Microsoft has fixed the way that Windows 10 updates after a customer won a $10,000 lawsuit against the company.
(CCM) — Microsoft has changed the way that Windows 10 prompts users to update their software following a slew of complaints and a lawsuit that resulted in a $10,000 settlement. Before the change, users were alerted of the available update to Windows 10 with a dialogue box; if they, then, clicked the red "X" on the box, the update was automatically scheduled for a later time without notifying the user.
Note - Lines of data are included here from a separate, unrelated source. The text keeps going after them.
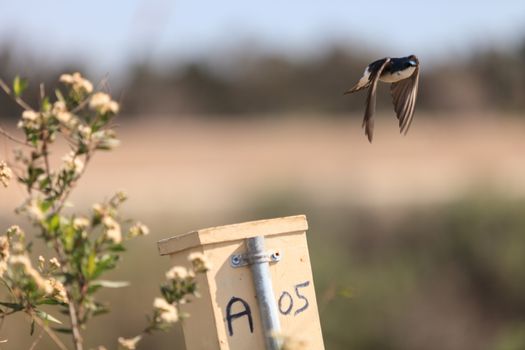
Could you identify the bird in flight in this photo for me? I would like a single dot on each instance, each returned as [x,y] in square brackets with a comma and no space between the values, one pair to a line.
[403,73]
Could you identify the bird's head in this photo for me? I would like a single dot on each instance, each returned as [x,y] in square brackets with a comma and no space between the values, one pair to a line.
[412,61]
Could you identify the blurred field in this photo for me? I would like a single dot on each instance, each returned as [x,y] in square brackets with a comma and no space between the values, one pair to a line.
[201,166]
[416,241]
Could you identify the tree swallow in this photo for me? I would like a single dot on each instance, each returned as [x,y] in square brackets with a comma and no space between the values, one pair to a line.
[403,73]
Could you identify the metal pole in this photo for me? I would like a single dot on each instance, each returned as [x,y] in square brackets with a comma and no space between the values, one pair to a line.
[264,291]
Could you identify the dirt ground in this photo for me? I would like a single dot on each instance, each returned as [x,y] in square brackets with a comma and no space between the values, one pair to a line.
[217,165]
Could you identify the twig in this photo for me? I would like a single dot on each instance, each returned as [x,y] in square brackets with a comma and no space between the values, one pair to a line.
[14,139]
[17,99]
[38,338]
[51,334]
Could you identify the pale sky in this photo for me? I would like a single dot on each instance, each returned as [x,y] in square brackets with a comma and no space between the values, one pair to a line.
[108,34]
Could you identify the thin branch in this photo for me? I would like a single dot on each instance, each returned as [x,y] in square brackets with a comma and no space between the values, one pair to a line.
[17,99]
[51,334]
[14,139]
[38,338]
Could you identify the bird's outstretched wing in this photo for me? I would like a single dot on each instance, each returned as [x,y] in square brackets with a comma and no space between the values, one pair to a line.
[404,94]
[368,121]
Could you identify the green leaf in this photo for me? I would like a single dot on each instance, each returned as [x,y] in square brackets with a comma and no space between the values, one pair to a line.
[46,105]
[117,248]
[59,95]
[54,223]
[19,86]
[107,262]
[46,317]
[111,284]
[48,301]
[62,330]
[91,265]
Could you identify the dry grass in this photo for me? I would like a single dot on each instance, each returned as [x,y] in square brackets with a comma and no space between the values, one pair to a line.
[201,166]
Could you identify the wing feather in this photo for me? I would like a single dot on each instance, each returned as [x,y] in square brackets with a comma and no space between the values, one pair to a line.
[368,120]
[404,95]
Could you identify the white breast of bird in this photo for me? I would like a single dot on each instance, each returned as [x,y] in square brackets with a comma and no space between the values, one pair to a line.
[397,76]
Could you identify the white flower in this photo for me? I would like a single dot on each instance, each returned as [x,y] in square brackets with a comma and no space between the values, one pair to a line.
[30,271]
[167,312]
[102,103]
[138,229]
[30,120]
[57,290]
[80,223]
[112,229]
[4,248]
[129,344]
[72,163]
[5,174]
[84,132]
[33,210]
[200,262]
[177,272]
[54,263]
[77,82]
[3,268]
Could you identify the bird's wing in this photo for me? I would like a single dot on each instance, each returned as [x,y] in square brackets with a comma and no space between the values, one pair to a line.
[404,94]
[368,121]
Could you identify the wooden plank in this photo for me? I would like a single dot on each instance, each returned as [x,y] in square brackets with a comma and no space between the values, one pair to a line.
[234,232]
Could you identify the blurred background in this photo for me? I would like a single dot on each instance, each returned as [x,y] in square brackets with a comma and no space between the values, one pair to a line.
[233,111]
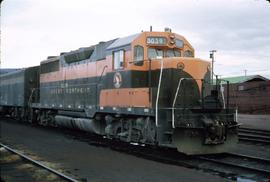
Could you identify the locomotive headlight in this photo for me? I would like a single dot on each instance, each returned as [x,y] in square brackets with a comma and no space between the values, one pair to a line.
[180,66]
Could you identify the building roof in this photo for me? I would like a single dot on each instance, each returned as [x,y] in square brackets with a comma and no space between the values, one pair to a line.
[242,79]
[8,70]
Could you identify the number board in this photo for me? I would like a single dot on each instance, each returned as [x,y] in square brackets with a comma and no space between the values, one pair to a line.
[156,40]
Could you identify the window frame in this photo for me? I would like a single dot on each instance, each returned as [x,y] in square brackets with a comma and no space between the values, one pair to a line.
[123,60]
[135,53]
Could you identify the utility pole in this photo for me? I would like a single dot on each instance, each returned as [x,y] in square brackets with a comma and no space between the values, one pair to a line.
[213,60]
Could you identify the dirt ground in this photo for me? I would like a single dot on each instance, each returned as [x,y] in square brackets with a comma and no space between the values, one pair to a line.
[254,121]
[92,163]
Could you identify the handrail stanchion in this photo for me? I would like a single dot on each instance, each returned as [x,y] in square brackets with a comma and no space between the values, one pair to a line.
[159,83]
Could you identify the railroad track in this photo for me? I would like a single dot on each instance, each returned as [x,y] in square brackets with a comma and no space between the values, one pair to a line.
[62,177]
[229,165]
[242,162]
[254,136]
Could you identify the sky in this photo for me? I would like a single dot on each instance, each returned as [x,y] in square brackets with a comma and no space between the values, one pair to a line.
[239,30]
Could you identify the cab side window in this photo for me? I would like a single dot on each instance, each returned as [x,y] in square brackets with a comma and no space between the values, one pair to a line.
[138,53]
[118,59]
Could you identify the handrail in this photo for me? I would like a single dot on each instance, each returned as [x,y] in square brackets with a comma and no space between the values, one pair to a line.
[159,83]
[222,95]
[175,97]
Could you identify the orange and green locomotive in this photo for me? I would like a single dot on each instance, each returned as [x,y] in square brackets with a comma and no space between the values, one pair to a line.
[145,88]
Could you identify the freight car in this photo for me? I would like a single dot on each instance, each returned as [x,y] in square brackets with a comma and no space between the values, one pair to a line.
[17,91]
[145,88]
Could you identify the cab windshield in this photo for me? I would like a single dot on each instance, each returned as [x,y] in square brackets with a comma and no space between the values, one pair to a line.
[159,53]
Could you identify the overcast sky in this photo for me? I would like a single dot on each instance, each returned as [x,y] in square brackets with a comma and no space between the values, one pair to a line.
[239,30]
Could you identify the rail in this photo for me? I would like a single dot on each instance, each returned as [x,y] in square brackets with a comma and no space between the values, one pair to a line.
[39,164]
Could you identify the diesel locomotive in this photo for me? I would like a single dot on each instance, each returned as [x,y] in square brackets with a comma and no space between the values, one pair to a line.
[145,88]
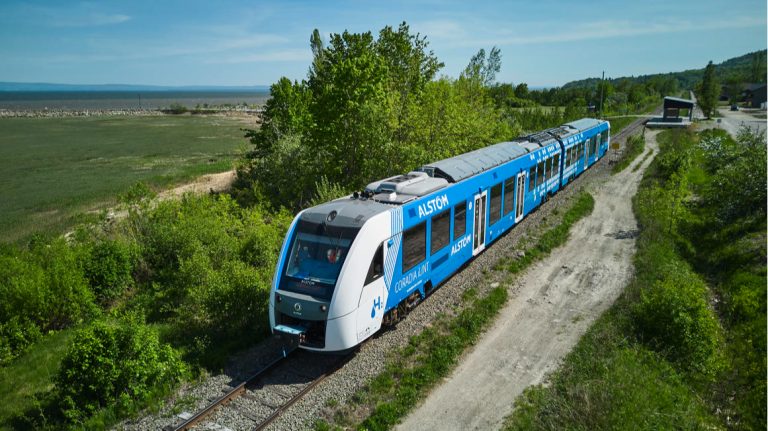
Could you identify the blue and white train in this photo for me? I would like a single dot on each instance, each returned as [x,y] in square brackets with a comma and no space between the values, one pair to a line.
[353,264]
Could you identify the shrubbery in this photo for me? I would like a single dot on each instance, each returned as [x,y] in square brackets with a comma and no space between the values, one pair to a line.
[109,268]
[118,364]
[42,288]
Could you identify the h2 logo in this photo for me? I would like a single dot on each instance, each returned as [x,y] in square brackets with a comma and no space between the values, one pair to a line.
[376,304]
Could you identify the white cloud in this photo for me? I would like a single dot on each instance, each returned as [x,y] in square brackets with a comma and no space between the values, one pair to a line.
[300,55]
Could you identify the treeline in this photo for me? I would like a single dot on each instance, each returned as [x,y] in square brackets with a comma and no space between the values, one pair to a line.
[748,68]
[175,287]
[685,344]
[370,107]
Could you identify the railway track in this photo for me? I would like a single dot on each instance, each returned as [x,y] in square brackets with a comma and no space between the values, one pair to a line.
[259,400]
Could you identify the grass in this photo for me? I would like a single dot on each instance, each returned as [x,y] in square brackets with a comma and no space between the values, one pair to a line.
[635,147]
[621,376]
[30,374]
[53,169]
[431,355]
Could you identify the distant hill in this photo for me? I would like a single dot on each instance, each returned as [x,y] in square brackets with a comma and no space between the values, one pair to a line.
[50,87]
[686,79]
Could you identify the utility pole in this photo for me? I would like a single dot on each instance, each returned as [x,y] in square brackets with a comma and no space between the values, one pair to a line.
[602,85]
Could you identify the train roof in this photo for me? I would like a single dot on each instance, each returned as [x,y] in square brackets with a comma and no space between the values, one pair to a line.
[584,124]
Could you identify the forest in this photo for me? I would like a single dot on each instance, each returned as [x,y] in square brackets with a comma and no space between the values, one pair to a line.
[110,318]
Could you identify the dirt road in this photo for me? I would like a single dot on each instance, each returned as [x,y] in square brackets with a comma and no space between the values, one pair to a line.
[207,183]
[550,307]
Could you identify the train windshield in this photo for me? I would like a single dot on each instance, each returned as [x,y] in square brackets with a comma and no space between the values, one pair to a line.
[315,258]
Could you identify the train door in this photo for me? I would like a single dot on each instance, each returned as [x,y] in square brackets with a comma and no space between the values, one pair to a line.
[478,237]
[520,188]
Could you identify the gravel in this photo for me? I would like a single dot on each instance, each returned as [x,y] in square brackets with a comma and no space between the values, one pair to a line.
[370,359]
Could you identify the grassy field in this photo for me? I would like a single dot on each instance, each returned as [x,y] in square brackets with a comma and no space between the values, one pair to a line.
[53,169]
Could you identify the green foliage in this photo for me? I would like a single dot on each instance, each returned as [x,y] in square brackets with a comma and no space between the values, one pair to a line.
[109,269]
[325,191]
[674,317]
[607,384]
[708,91]
[137,193]
[113,364]
[635,146]
[369,109]
[16,334]
[738,185]
[400,387]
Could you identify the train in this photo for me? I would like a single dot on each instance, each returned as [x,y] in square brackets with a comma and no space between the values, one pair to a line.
[350,266]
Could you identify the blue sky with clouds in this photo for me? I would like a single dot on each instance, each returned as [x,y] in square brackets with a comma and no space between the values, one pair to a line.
[229,42]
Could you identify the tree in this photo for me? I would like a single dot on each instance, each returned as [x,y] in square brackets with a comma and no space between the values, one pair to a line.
[709,91]
[521,91]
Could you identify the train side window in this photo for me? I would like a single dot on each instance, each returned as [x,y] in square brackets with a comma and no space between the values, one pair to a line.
[509,195]
[532,178]
[459,220]
[441,231]
[495,213]
[540,174]
[414,246]
[376,269]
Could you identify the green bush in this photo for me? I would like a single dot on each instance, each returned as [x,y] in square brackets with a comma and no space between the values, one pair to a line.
[114,365]
[108,268]
[674,317]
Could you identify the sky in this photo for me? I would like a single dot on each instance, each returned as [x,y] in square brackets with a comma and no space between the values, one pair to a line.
[230,42]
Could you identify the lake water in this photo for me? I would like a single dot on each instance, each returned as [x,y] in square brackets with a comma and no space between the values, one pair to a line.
[79,100]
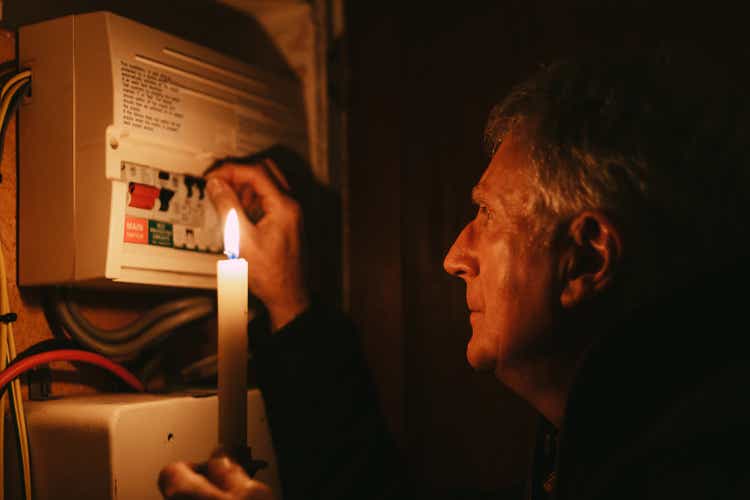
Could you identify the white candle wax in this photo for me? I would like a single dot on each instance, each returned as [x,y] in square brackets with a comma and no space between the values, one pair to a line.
[231,290]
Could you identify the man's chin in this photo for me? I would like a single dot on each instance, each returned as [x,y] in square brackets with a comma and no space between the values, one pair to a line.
[478,359]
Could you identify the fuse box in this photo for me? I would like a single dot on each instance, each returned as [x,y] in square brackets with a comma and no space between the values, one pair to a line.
[121,123]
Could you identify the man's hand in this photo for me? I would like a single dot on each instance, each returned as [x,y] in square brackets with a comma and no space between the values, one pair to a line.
[224,480]
[272,242]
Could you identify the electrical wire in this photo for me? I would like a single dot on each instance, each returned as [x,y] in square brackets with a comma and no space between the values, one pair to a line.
[14,103]
[11,373]
[137,327]
[23,75]
[16,395]
[151,336]
[12,87]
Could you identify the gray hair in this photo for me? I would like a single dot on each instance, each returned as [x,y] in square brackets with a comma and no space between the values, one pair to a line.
[657,141]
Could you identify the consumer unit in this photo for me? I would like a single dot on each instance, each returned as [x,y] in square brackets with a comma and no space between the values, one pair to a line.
[121,122]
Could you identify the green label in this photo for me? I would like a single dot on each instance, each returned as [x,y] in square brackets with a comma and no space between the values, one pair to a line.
[159,233]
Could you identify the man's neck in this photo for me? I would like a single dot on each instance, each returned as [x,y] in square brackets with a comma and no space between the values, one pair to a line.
[543,383]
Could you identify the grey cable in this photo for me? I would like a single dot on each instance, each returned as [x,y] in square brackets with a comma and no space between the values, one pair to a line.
[156,333]
[135,328]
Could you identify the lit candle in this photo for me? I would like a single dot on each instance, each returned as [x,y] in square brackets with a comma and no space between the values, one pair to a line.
[231,290]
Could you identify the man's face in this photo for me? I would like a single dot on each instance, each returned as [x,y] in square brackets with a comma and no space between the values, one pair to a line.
[511,290]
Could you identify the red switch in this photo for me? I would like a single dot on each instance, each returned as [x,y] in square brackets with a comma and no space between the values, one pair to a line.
[142,195]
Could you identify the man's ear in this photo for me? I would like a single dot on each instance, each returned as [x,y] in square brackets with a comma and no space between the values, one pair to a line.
[591,257]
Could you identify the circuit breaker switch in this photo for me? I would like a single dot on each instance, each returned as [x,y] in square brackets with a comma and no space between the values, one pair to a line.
[189,182]
[142,195]
[201,183]
[165,196]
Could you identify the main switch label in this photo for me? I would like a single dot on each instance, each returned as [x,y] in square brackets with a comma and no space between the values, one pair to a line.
[167,209]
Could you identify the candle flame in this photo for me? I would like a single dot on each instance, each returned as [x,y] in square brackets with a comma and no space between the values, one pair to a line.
[232,235]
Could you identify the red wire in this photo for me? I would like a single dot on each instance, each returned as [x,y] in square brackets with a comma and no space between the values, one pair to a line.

According to the BBC, this was because the update was given "recommended" status, usually reserved for critical security updates, and was likely a response to Microsoft's desire to hurry along the integration of Windows 10. However, it resulted in months of customer backlash, which culminated in a lawsuit filed and won by a Seattle woman that claimed that the automatic update was disruptive and had begun "without permission."
In addition to the payout, Microsoft has released an emailed statement detailing the changes that it made to the way that Windows 10 prompts an update, admitting that the old way had been confusing. Executive Vice President at Windows and Devices Group Terry Myerson said, "The new experience has clearer options to upgrade now, choose a time, or decline the free offer." The company continues to push Windows 10 as better and more secure than its older operating systems despite customer concerns that it may be too heavy for their devices and that it tracks its users too closely.